Tales políticas ambientales previsoras suponen acciones destinadas a considerar la conservación y los factores medioambientales, en general, en fases iniciales de toda decisión de importancia que pueda afectar el ambiente. Estas políticas ambientales de previsión plantean problemas que su propia naturaleza actúan frente a un efecto posiblemente adverso en vez de remediar las consecuencias de este efecto; por lo tanto las políticas previsivas permiten evitar los costos elevados y repetitivos de los errores ambientales. Las medidas de política preventiva del medio ambiente no solo benefician a la solución hacia la sociedad, evitando altos costos económicos, sociales y de salud, sino también a las organizaciones involucradas.

4.3.2 Integrando la conservación y el desarrollo

Al hablar de conservación y desarrollo deberá tratarse prácticamente, del mismo concepto, pues no puede hablarse de un estilo de gestión ambiental autoaniquilante o de una intangibilidad absoluta de los recursos naturales de demanda. Se debe desterrar el falso dilema [57] de “o desarrollo o conservación” pues un desarrollo sin renovación de los recursos no es desarrollo y una conservación que no satisface las necesidades básicas o vitales no es conservación.   

4.4 Ordenamiento ambiental y asignación racional del aprovechamiento

4.4.1 Evolución de los ecosistemas

Cuando se habla de planificación ecológica nos referimos a encaminar el desarrollo bajo un compromiso permanente entre las limitaciones y potencialidades, variables en el tiempo. Esto implica identificar estas exigencias así como caracterizar en forma viable y precisa el ambiente. A este último propósito corresponderán los estudios previos de evolución que deben proporcionar bases objetivas y verídicas en cuanto al entorno ambiental, así como de la dimensión social y económica en la zona considerada.

El desarrollo de evaluaciones ambientales realmente integradas puede abrir el camino al establecimiento de una nueva clasificación ambiental del Perú basada en la utilización y aprovechamiento de recursos naturales silvestres donde se logre un verdadero desarrollo concientizado y mejorado.

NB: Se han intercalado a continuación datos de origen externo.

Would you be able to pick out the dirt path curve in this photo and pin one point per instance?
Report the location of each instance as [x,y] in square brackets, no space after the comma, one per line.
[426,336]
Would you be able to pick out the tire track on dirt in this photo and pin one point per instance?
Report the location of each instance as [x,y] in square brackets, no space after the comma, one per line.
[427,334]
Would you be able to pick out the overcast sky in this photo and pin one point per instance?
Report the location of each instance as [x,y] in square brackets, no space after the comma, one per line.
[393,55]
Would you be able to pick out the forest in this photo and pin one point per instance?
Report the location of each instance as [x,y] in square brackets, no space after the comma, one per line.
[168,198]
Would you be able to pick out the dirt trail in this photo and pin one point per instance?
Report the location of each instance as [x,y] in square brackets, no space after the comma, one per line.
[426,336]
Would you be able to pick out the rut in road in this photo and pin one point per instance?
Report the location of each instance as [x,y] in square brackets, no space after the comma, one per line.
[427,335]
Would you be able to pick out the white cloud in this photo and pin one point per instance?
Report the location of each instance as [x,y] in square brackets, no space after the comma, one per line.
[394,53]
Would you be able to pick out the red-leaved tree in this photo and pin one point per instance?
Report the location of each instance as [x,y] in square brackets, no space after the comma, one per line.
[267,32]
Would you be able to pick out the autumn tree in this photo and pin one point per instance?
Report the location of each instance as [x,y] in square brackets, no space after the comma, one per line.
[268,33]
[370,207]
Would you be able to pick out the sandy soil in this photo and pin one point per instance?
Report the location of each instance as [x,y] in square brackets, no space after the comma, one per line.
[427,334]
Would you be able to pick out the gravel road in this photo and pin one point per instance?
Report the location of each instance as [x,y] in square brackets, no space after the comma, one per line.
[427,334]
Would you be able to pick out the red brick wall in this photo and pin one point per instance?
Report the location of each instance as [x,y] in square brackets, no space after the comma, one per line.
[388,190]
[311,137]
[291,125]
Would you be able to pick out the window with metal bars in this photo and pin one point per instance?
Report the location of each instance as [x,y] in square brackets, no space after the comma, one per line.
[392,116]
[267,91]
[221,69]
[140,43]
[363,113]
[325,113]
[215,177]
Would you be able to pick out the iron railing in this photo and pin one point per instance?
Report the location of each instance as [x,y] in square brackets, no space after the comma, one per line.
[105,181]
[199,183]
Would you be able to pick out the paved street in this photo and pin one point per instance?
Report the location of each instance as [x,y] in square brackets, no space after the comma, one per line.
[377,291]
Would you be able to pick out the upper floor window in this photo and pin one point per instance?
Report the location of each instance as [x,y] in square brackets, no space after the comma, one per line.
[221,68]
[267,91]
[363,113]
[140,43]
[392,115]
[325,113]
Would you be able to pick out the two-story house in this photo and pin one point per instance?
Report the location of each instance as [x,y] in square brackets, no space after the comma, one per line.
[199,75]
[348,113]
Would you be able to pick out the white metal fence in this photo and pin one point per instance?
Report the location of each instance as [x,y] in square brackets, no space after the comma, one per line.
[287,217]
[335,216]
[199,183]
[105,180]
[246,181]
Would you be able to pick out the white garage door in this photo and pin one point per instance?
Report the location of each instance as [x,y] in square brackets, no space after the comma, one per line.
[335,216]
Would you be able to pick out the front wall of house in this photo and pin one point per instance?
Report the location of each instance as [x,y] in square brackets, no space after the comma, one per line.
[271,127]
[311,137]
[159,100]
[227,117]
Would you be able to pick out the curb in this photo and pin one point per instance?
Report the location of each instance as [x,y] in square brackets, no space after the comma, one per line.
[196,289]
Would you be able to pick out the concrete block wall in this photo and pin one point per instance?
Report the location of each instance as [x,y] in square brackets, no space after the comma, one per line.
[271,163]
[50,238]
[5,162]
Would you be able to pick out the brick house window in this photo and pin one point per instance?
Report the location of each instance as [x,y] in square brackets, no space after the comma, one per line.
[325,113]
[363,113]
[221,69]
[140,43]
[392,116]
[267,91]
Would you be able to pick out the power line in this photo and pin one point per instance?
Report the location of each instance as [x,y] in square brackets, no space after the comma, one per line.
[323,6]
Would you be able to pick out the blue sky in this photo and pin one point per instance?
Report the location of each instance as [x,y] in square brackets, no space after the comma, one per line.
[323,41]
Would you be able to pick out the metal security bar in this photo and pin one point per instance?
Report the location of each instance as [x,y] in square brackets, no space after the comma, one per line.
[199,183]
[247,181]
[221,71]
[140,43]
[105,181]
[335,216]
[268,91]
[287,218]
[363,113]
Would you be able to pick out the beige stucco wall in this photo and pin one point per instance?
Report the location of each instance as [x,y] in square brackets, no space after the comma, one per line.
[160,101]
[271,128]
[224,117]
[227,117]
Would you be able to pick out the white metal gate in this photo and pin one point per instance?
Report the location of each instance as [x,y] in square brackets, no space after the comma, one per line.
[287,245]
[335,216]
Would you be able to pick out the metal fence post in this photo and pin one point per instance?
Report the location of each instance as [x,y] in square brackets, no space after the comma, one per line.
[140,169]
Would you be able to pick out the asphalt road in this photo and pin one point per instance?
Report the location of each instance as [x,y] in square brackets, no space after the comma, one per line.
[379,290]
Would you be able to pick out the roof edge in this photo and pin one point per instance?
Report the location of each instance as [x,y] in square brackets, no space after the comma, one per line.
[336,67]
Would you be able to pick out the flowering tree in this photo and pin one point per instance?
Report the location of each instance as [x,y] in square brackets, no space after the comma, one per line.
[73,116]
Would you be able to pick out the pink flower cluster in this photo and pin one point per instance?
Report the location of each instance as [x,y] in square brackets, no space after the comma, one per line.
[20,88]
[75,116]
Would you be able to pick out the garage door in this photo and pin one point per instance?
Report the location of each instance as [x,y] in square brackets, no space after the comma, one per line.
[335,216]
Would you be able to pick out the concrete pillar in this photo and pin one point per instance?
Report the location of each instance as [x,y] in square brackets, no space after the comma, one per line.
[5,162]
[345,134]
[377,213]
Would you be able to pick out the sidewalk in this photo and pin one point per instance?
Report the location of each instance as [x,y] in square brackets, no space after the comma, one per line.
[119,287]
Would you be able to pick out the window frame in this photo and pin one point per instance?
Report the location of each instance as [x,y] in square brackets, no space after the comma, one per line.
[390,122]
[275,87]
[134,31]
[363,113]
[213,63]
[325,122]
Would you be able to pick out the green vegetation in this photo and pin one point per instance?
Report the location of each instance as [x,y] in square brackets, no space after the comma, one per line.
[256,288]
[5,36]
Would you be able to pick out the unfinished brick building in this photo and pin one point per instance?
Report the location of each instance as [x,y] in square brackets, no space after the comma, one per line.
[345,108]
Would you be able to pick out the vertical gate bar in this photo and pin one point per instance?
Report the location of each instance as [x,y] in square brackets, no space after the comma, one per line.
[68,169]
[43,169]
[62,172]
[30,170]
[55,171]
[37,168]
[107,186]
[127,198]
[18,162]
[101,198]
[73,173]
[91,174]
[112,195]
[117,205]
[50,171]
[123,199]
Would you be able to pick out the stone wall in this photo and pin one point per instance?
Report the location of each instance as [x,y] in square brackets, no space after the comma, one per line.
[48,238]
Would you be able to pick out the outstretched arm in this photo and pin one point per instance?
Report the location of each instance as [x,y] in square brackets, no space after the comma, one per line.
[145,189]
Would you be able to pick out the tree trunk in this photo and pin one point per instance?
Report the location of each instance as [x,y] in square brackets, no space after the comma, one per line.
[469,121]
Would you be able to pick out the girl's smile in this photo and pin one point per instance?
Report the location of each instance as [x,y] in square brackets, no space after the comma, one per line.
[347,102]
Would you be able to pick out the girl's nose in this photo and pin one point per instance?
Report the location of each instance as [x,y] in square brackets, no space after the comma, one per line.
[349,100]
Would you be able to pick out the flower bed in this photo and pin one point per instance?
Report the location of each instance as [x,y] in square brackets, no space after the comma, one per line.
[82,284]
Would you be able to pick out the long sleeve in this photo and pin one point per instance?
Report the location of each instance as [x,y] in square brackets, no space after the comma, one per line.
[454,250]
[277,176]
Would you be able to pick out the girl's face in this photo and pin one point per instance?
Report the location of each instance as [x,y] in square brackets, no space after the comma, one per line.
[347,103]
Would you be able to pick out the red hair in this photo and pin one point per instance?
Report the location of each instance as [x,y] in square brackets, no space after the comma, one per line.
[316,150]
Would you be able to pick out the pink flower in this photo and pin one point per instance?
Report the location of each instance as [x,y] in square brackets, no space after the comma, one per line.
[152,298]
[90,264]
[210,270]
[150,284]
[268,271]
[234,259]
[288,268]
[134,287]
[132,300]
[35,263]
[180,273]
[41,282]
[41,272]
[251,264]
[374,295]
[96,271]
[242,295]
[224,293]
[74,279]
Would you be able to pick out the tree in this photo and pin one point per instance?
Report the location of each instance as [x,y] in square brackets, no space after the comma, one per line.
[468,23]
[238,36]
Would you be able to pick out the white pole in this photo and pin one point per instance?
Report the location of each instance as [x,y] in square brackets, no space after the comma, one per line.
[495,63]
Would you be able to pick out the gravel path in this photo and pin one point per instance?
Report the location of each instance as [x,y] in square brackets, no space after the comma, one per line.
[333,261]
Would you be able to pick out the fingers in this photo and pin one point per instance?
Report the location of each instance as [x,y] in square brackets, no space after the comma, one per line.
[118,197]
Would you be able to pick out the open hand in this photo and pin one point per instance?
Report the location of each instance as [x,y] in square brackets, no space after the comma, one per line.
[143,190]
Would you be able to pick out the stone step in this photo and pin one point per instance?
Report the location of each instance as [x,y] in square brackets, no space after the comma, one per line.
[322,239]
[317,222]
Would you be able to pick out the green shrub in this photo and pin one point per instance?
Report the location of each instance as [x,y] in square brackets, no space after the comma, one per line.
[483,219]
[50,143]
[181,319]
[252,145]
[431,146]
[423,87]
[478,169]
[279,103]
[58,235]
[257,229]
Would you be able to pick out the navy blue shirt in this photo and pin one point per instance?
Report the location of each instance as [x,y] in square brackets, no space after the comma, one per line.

4.4.2 Evaluación de los efectos ambientales

Actividad destinada a identificar, predecir, interpretar y comunicar acerca de los efectos de toda operación con implicancias ambientales y debe ser una parte integrante del planteamiento de todo accionar importante que requiera la autorización del gobierno y que pudiera acarrear un impacto ecológico, esta evaluación toma los siguientes criterios:
  •     La compatibilidad del aprovechamiento con la capacidad [58] que tenga el ecosistema para suministrar bienes y servicios o cumplir funciones partidarias.
  •    La estructura actual y prevista de la demanda o que esté sujeto cada ecosistema, según lo refleja la situación del momento.
4.5 Áreas protegidas en el Perú

4.5.1 Historia y legislación

La ley forestal y de fauna (21147) [59] y el reglamento de unidades de conservación (D.S. 160-77-AG) definieron las áreas protegidas como dominio público, administrativo por el estado, para la protección, conservación y/o aprovechamiento de la fauna silvestre, de la flora y los valores de interés paisajístico, científico e histórico, también podrán ser aprovechadas con fines de investigación científica y/o puestos a disposición del público para la recreación, educación, cultura y turismo. De otro lado, solo en las reservas nacionales se permite la utilización directa de fauna silvestre únicamente por el estado.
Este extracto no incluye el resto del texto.